Apply the rewrite rule

Besides the predefined rewrite rules, we can see that the rewrite rule we just registered is also included at the last line. In this tutorial, to prevent the default rewrite rules from being applied, we first clear the registered rewrite rules and then register the rewrite rule we just defined:

registered_rewrite_rules.clear()
register_rewrite_rule(
    FuseTwoMatmulRewriteRule()
)  # a second way to register the rewrite rule

The rewrite process is done in a graph optimization pass called subgraph_rewrite_pass.

from hidet.graph.transforms import subgraph_rewrite_pass

rewrite_pass = subgraph_rewrite_pass()
rewritten_graph: FlowGraph = rewrite_pass(graph)
print(rewritten_graph)
Graph(x: float32[3, 3]){
  c = Constant(float32[3, 3])
  c_1 = Constant(float32[3, 6])
  x_1: float32[3, 3] = Matmul(x, c)
  x_2: float32[3, 6] = Matmul(x_1, c_1)
  x_3: float32[3, 6] = Relu(x_2)
  return x_3
}

We can see that the rewritten graph contains 2 matmul operators instead of 3. There is no concat operator in the rewritten graph, because the inputs of concat operator are constant tensors and thus have been folded.

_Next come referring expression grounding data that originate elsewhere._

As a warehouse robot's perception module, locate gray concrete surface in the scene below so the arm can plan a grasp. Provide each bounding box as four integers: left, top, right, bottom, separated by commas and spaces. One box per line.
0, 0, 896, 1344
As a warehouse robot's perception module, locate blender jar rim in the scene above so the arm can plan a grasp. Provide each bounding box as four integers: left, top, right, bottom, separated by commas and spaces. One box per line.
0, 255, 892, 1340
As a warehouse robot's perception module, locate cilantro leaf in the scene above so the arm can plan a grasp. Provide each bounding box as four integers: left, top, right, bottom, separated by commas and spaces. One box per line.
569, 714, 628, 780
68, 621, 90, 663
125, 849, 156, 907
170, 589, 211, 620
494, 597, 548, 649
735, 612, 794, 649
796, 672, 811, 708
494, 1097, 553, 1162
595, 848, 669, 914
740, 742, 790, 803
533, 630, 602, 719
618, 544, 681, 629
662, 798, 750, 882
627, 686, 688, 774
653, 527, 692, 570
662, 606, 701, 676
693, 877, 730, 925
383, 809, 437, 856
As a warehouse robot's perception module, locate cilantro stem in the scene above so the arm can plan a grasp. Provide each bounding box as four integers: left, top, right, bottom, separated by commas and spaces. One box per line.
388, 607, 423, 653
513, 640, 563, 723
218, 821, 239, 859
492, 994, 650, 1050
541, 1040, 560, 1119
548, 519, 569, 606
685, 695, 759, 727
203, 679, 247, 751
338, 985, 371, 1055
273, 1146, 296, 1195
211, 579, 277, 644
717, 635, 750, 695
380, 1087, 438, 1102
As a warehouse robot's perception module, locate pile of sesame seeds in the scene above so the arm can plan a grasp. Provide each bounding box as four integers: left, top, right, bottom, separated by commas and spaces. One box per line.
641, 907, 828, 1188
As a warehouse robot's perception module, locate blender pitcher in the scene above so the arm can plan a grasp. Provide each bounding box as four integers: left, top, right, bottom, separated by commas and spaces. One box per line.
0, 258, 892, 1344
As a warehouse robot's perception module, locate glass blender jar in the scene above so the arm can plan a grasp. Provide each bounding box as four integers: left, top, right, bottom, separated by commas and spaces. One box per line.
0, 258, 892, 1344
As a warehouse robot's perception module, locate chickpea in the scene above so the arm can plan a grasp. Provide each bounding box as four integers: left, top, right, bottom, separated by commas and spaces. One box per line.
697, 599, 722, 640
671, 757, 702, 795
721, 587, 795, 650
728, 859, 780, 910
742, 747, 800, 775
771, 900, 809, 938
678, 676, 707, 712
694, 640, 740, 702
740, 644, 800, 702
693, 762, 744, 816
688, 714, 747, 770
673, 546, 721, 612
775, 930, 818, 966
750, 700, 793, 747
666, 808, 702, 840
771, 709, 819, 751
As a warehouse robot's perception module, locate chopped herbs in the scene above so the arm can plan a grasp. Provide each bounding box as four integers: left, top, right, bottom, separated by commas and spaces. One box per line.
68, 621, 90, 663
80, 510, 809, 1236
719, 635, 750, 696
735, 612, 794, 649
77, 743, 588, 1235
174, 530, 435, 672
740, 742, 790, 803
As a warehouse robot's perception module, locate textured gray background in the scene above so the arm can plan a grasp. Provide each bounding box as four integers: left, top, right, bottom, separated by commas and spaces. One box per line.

We do not need to call the rewrite pass explicitly. It will be called automatically when we call hidet.graph.optimize(), together with other graph optimization passes.

graph_opt: FlowGraph = hidet.graph.optimize(graph)
print(graph_opt)
Graph(x: float32[3, 3]){
  c = Constant(float32[1, 3, 3])
  c_1 = Constant(float32[1, 3, 6])
  x_1: float32[3, 3] = FusedBatchMatmul(c, x, fused_graph=FlowGraph(Broadcast, BatchMatmul, Reshape), anchor=1)
  x_2: float32[3, 6] = FusedBatchMatmul(c_1, x_1, fused_graph=FlowGraph(Broadcast, BatchMatmul, Reshape, Relu), anchor=1)
  return x_2
}

Summary

In this tutorial, we have learned how to define and register a sub-graph rewrite rule. It is an important component of the graph optimization framework. Hidet uses it to implement some horizontal fusion rules.

References

1

Zhihao Jia, Oded Padon, James Thomas, Todd Warszawski, Matei Zaharia, and Alex Aiken. Taso: optimizing deep learning computation with automatic generation of graph substitutions. In Proceedings of the 27th ACM Symposium on Operating Systems Principles, 47–62. 2019.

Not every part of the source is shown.